Northern Ireland Probate Forms: NIPF1, NIPF2, and the Online Portal
One of the most common and most avoidable errors Northern Ireland executors make is submitting the wrong paperwork. A significant portion of the "stopped" applications sitting in the Belfast Probate Office's backlog — those that balloon from a 4-week wait into a 15-week wait — are there because an executor searched for "probate forms UK" and downloaded forms designed for England and Wales.
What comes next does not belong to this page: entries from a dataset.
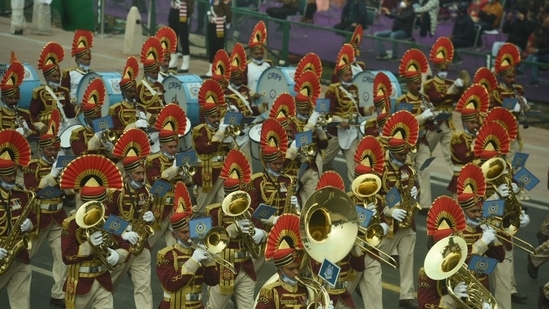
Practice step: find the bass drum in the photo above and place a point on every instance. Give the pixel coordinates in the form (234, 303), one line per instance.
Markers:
(31, 80)
(365, 83)
(65, 138)
(274, 81)
(183, 90)
(112, 85)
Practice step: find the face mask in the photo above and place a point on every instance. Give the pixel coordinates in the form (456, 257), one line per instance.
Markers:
(442, 74)
(287, 279)
(54, 84)
(472, 222)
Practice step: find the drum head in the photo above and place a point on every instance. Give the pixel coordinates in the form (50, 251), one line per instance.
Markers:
(274, 81)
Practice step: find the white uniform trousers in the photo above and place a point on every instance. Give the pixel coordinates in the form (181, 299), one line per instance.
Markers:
(244, 288)
(139, 267)
(17, 279)
(59, 269)
(403, 244)
(348, 154)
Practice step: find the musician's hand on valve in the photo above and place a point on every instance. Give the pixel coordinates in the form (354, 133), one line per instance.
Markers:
(148, 216)
(503, 190)
(524, 219)
(488, 234)
(414, 192)
(26, 226)
(96, 239)
(113, 257)
(398, 214)
(460, 290)
(131, 237)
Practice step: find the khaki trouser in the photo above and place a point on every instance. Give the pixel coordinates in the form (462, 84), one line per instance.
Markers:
(139, 267)
(403, 244)
(424, 177)
(17, 279)
(244, 288)
(59, 269)
(348, 154)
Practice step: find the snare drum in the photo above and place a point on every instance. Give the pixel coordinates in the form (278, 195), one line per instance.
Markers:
(365, 83)
(185, 141)
(31, 80)
(112, 85)
(65, 138)
(184, 89)
(274, 81)
(255, 137)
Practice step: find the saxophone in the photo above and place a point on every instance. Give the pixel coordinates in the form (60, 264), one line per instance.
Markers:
(142, 228)
(407, 202)
(17, 240)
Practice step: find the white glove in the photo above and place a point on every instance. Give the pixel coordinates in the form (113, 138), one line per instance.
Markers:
(488, 234)
(524, 219)
(26, 226)
(244, 225)
(148, 216)
(113, 257)
(141, 123)
(427, 114)
(200, 255)
(96, 239)
(486, 306)
(259, 235)
(414, 192)
(515, 188)
(372, 207)
(132, 237)
(503, 190)
(460, 290)
(398, 214)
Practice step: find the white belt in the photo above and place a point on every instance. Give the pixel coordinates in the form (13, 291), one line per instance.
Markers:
(92, 269)
(51, 207)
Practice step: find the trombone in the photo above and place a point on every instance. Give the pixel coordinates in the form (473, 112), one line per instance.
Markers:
(215, 241)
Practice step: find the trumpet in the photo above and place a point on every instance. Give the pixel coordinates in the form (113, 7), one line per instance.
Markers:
(215, 241)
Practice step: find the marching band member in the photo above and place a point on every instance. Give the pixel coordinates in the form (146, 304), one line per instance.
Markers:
(89, 252)
(17, 208)
(412, 65)
(81, 51)
(51, 213)
(473, 105)
(168, 39)
(492, 142)
(442, 94)
(170, 123)
(272, 186)
(257, 63)
(369, 157)
(345, 108)
(11, 116)
(445, 218)
(133, 204)
(52, 95)
(401, 130)
(150, 92)
(507, 59)
(209, 141)
(127, 114)
(180, 268)
(85, 140)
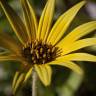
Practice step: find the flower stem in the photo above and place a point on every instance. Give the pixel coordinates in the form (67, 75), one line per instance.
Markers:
(34, 81)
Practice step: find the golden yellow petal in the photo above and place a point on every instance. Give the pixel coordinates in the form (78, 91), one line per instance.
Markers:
(63, 23)
(78, 32)
(27, 76)
(18, 82)
(78, 57)
(30, 19)
(44, 72)
(15, 21)
(46, 20)
(71, 65)
(78, 45)
(8, 42)
(9, 57)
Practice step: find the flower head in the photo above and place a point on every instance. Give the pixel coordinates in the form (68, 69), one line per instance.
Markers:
(41, 44)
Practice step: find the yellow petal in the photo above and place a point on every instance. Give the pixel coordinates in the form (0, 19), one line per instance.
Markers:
(18, 82)
(30, 19)
(78, 57)
(46, 20)
(44, 72)
(27, 76)
(15, 21)
(71, 65)
(8, 42)
(63, 23)
(78, 45)
(9, 57)
(78, 32)
(15, 79)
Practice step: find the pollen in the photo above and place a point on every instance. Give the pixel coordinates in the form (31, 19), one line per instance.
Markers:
(39, 53)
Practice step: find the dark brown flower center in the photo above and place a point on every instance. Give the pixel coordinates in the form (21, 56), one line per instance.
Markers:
(39, 53)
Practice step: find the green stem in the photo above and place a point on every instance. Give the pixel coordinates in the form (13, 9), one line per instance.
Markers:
(34, 81)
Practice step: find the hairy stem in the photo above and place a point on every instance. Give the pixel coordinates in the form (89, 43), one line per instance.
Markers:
(34, 81)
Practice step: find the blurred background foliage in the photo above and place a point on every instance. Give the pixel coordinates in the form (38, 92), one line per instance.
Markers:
(64, 81)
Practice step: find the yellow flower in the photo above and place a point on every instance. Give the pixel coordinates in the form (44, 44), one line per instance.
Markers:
(41, 44)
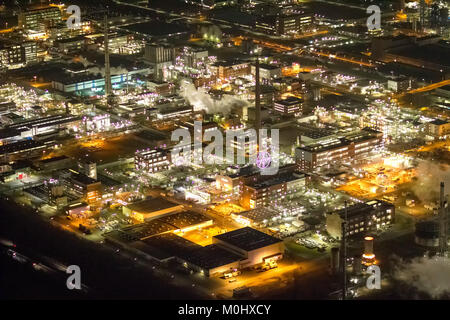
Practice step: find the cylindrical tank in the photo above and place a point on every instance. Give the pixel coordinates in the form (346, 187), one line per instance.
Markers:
(357, 265)
(427, 234)
(334, 262)
(368, 257)
(368, 245)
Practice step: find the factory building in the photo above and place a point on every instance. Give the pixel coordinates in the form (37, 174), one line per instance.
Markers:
(401, 84)
(289, 106)
(46, 125)
(150, 208)
(255, 247)
(334, 149)
(268, 192)
(267, 72)
(174, 113)
(362, 218)
(37, 18)
(152, 160)
(286, 24)
(230, 69)
(14, 54)
(438, 128)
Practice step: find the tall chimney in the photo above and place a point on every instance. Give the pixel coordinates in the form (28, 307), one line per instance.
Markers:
(443, 224)
(108, 86)
(257, 102)
(344, 253)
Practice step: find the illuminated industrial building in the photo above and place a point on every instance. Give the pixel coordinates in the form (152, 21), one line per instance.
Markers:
(289, 106)
(271, 191)
(150, 208)
(36, 19)
(362, 218)
(152, 161)
(254, 246)
(329, 151)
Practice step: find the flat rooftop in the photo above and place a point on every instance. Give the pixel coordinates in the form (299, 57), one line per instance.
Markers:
(151, 205)
(247, 239)
(212, 256)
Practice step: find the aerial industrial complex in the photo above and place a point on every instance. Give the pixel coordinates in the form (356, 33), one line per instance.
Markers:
(231, 149)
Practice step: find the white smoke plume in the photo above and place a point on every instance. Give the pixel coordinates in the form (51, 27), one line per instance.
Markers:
(201, 100)
(429, 176)
(426, 275)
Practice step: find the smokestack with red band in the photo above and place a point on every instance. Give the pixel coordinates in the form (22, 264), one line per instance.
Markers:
(368, 257)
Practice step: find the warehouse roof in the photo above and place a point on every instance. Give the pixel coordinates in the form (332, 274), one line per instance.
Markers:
(248, 239)
(151, 205)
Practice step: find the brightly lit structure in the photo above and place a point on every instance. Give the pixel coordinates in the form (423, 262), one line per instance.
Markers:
(254, 246)
(368, 257)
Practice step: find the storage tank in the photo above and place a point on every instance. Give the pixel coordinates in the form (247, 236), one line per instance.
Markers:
(357, 265)
(334, 260)
(427, 234)
(368, 257)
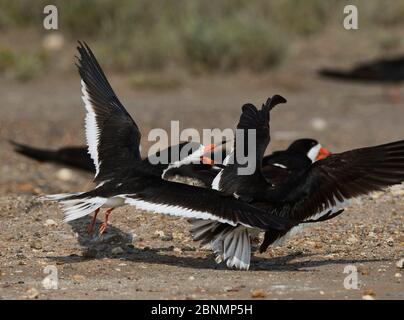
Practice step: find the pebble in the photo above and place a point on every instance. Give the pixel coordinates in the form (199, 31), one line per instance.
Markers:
(50, 223)
(319, 124)
(168, 237)
(352, 239)
(36, 245)
(369, 292)
(117, 250)
(64, 174)
(53, 42)
(159, 233)
(78, 278)
(258, 293)
(32, 293)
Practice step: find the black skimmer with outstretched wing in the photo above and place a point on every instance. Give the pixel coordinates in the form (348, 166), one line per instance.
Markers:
(317, 193)
(381, 71)
(78, 158)
(113, 139)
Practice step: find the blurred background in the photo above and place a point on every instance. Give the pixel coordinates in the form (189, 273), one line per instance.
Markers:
(196, 62)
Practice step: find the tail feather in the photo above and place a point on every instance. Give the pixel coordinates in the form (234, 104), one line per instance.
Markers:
(229, 244)
(75, 209)
(34, 153)
(75, 205)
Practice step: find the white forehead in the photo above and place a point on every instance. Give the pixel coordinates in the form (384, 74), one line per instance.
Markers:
(313, 152)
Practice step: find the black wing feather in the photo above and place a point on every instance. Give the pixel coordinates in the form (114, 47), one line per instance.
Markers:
(119, 136)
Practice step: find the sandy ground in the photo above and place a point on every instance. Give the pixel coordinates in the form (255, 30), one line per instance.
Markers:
(146, 256)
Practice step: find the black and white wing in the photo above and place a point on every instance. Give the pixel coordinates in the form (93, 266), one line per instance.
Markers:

The English and Welsh forms are PA1P and PA1A. If you send either of those to the Northern Ireland Probate Office in Belfast, your application will be returned without being processed. Northern Ireland uses its own distinct forms, issued by the Northern Ireland Courts and Tribunals Service (NICTS), and using the wrong ones is an immediate ground for rejection.
The Three Core Forms
NIPF1 — Application Where a Valid Will Exists
If the deceased left a valid will, the lead executor named in that will applies for a Grant of Probate using form NIPF1. This form gathers information about the deceased, the estate's value, the identity of the applying executors, and whether any inheritance tax is due. You submit NIPF1 alongside the original will and the NIPF7 estate summary form (for excepted estates) or the completed IHT400 (for taxable estates).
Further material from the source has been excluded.